3 ways to make a 529 plan work for you
Every dollar stored in a 529 plan in the parent's or dependent student's name will subtract up to 5.6 cents from your federal financial aid package. That means that if you have $10,000 saved for college in a 529, you'll lose up to $560 in government grants. Mauro says that there's a loophole when it comes to 529 plans held in a grandparent's or relative's name. Sheltered from the federal financial aid methodology, grandparent and relative-owned 529 plans won't be seen by any public colleges or universities.

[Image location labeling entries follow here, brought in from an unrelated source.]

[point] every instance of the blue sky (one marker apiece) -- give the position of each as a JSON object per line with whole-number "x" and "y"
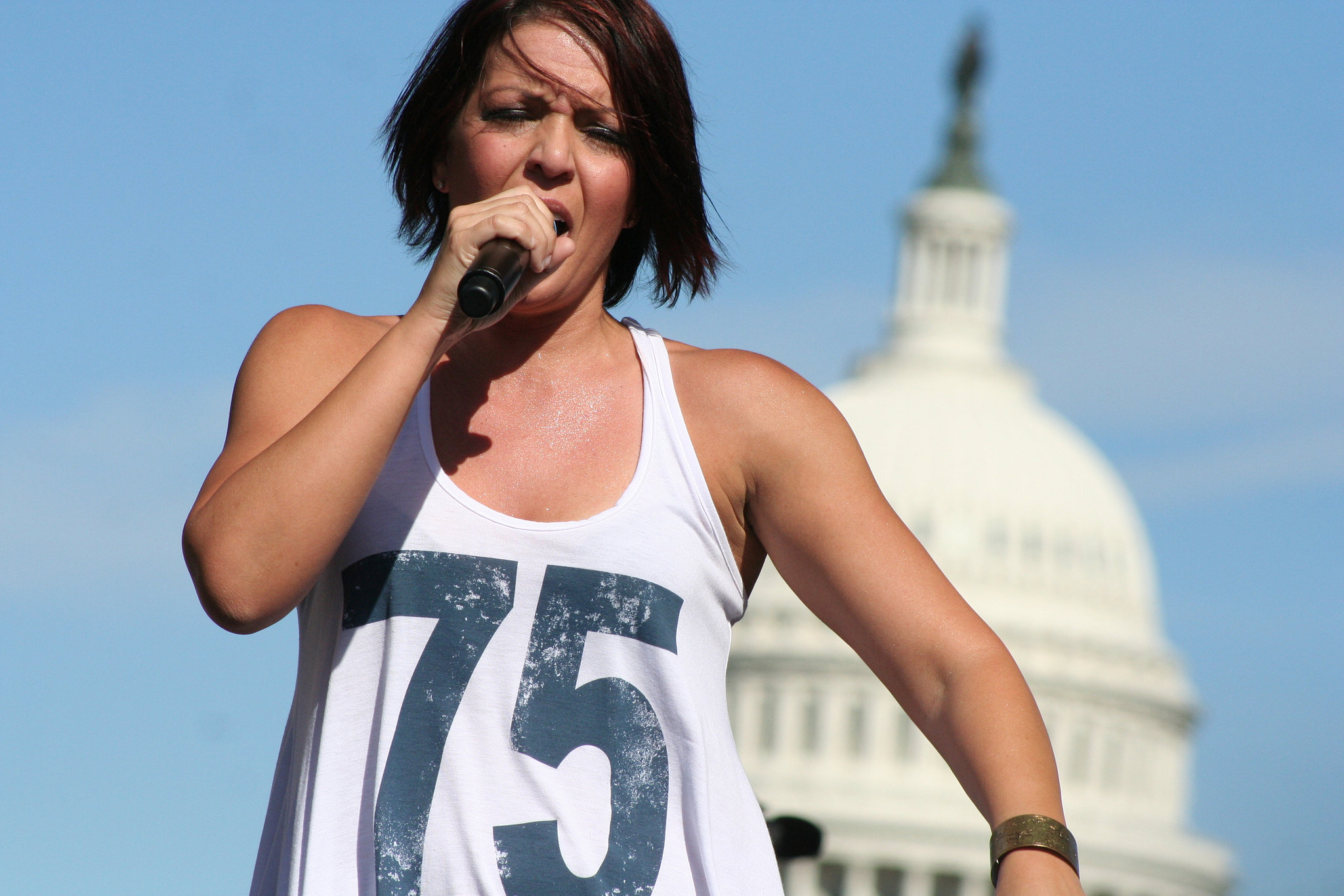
{"x": 171, "y": 175}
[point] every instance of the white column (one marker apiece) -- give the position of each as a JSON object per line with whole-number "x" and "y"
{"x": 860, "y": 880}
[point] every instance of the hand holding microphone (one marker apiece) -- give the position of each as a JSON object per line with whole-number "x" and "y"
{"x": 496, "y": 270}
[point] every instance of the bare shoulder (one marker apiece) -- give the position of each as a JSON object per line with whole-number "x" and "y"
{"x": 750, "y": 409}
{"x": 296, "y": 360}
{"x": 745, "y": 390}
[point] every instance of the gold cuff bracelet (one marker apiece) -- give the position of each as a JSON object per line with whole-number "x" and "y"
{"x": 1041, "y": 832}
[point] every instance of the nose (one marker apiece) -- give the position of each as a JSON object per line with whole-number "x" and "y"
{"x": 553, "y": 155}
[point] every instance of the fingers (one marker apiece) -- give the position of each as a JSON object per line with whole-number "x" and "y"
{"x": 515, "y": 214}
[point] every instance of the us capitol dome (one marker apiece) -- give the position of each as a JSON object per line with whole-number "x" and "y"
{"x": 1040, "y": 534}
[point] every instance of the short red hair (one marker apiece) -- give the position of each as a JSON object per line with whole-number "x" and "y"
{"x": 673, "y": 233}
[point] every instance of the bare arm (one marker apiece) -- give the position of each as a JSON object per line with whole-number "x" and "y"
{"x": 812, "y": 501}
{"x": 316, "y": 409}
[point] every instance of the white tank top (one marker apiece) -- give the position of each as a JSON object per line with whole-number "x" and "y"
{"x": 491, "y": 706}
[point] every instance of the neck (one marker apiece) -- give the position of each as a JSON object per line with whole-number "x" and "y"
{"x": 541, "y": 343}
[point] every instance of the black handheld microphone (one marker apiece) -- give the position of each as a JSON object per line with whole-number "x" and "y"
{"x": 494, "y": 275}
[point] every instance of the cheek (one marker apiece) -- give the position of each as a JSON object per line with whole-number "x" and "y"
{"x": 610, "y": 195}
{"x": 480, "y": 167}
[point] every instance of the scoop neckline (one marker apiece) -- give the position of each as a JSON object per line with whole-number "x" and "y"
{"x": 441, "y": 478}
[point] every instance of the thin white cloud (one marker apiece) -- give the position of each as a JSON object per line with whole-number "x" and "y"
{"x": 94, "y": 500}
{"x": 1296, "y": 458}
{"x": 1183, "y": 343}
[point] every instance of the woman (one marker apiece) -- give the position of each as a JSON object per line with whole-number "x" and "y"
{"x": 518, "y": 544}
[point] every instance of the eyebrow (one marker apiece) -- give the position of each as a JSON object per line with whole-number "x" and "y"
{"x": 536, "y": 91}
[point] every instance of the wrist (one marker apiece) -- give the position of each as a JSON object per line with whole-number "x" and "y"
{"x": 1031, "y": 834}
{"x": 433, "y": 332}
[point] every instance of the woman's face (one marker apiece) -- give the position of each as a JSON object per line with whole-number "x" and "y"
{"x": 562, "y": 137}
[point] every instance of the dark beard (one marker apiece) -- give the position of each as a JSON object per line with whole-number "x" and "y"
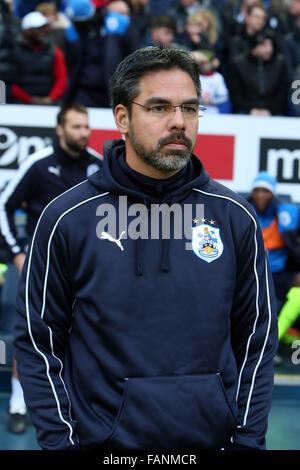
{"x": 169, "y": 161}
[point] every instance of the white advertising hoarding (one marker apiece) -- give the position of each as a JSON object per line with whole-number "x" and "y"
{"x": 233, "y": 148}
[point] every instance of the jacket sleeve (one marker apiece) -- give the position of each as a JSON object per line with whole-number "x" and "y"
{"x": 18, "y": 191}
{"x": 44, "y": 316}
{"x": 254, "y": 339}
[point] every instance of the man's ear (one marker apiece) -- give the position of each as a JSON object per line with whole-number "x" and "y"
{"x": 121, "y": 118}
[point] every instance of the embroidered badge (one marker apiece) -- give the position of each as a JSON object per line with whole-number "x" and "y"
{"x": 117, "y": 241}
{"x": 206, "y": 242}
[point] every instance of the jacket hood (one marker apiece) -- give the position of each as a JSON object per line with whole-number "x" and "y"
{"x": 105, "y": 180}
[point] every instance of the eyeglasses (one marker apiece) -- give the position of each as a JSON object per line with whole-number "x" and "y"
{"x": 165, "y": 109}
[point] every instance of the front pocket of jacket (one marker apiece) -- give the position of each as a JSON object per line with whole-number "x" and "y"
{"x": 173, "y": 412}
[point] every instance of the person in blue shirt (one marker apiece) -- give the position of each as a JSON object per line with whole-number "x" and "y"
{"x": 130, "y": 334}
{"x": 280, "y": 222}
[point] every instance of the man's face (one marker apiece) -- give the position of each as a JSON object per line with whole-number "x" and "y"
{"x": 74, "y": 134}
{"x": 162, "y": 36}
{"x": 164, "y": 142}
{"x": 261, "y": 198}
{"x": 257, "y": 19}
{"x": 264, "y": 50}
{"x": 36, "y": 36}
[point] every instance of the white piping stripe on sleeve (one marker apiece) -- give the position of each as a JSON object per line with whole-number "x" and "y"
{"x": 10, "y": 188}
{"x": 257, "y": 307}
{"x": 264, "y": 345}
{"x": 28, "y": 312}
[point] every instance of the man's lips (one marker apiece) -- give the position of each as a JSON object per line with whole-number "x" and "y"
{"x": 177, "y": 144}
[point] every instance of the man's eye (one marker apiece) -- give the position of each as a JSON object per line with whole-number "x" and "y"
{"x": 189, "y": 109}
{"x": 159, "y": 108}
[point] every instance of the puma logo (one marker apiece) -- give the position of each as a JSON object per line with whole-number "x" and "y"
{"x": 54, "y": 170}
{"x": 106, "y": 236}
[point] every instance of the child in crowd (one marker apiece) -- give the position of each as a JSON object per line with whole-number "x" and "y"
{"x": 214, "y": 89}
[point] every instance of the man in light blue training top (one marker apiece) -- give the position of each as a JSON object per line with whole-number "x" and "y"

This won't impact those with low savings. FinAid.org reports that, depending on the age of the eldest parent, the federal methodology allows parents to have from $35,000 to $60,000 in assets including 529 cash, stocks, bonds, mutual funds, real estate and other investments without losing financial aid. Families with high assets may want to transfer cash from a 529 plan to a grandparent's account.
Mauro adds that those attending private schools probably won't be able to get away with the grandparent loophole. The College Scholarship Service, or CSS, Financial Aid Profile, a more in-depth aid form many private schools use to determine financial need, requires students to disclose all 529 plans for which they are the beneficiary.
Kathleen Johnson, president of National College Funding Strategies Inc., a higher education financial planning firm in San Diego, says families can shelter their assets by choosing a savings vehicle that isn't a 529.
"Save money in a vehicle that is excluded from the federal financial aid methodology. Those are retirement accounts, annuities and (cash value) life insurance policies," she says.
While funds stashed in these accounts will be sheltered from the Free Application for Federal Student Aid (but not the CSS profile) when the student starts college, once the student starts taking withdrawals the money will count as income on the following year's aid application and can heavily detract from future aid packages.